First of all, please note that Spark 2.x has a native support for CSV format and as such does not require specifying the format by its long name, i.e. org.apache.spark.csv
, but just csv
.
spark.read.format("csv")...
Since you use csv
operator, the CSV format is implied and so you can skip/remove format("csv")
.
// note that I removed format("csv")
spark.read.option("header", true).csv("/home/cloudera/Book1.csv")
With that you have plenty of options, but I strongly recommend using a case class for...just the schema. See the last solution if you're curious how to do it in Spark 2.0.
You could use cast operator.
scala> Seq("1").toDF("str").withColumn("num", 'str cast "int").printSchema
root
|-- str: string (nullable = true)
|-- num: integer (nullable = true)
You can also use your own hand-crafted schema with StructType and StructField as follows:
import org.apache.spark.sql.types._
val schema = StructType(
StructField("str", StringType, true) ::
StructField("num", IntegerType, true) :: Nil)

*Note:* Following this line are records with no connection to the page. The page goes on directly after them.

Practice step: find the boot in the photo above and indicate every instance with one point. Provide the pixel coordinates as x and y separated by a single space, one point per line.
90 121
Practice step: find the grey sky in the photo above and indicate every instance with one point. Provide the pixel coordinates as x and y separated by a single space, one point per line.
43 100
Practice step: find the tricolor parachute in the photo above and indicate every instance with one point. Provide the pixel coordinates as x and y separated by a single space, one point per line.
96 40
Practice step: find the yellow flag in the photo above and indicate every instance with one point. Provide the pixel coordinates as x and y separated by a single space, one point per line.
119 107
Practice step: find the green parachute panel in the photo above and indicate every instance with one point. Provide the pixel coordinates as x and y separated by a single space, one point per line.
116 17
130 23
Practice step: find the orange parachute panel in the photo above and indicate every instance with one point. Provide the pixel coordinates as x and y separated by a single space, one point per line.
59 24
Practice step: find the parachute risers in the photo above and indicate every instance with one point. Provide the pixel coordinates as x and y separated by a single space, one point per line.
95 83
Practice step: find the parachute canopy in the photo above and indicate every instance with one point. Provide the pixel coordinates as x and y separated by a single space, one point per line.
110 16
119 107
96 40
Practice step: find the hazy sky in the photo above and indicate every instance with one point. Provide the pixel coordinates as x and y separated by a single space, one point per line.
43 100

scala> schema.printTreeString
root
|-- str: string (nullable = true)
|-- num: integer (nullable = true)
val q = spark.
read.
option("header", true).
schema(schema).
csv("numbers.csv")
scala> q.printSchema
root
|-- str: string (nullable = true)
|-- num: integer (nullable = true)
What I found quite interesting lately was so-called Schema DSL. The above schema built using StructType
and StructField
can be re-written as follows:
import org.apache.spark.sql.types._
val schema = StructType(
$"str".string ::
$"num".int :: Nil)
scala> schema.printTreeString
root
|-- str: string (nullable = true)
|-- num: integer (nullable = true)
// or even
val schema = new StructType().
add($"str".string).
add($"num".int)
scala> schema.printTreeString
root
|-- str: string (nullable = true)
|-- num: integer (nullable = true)
Encoders are so easy to use that it's hard to believe you could not want them, even only to build a schema without dealing with StructType
, StructField
and DataType
.
// Define a business object that describes your dataset
case class MyRecord(str: String, num: Int)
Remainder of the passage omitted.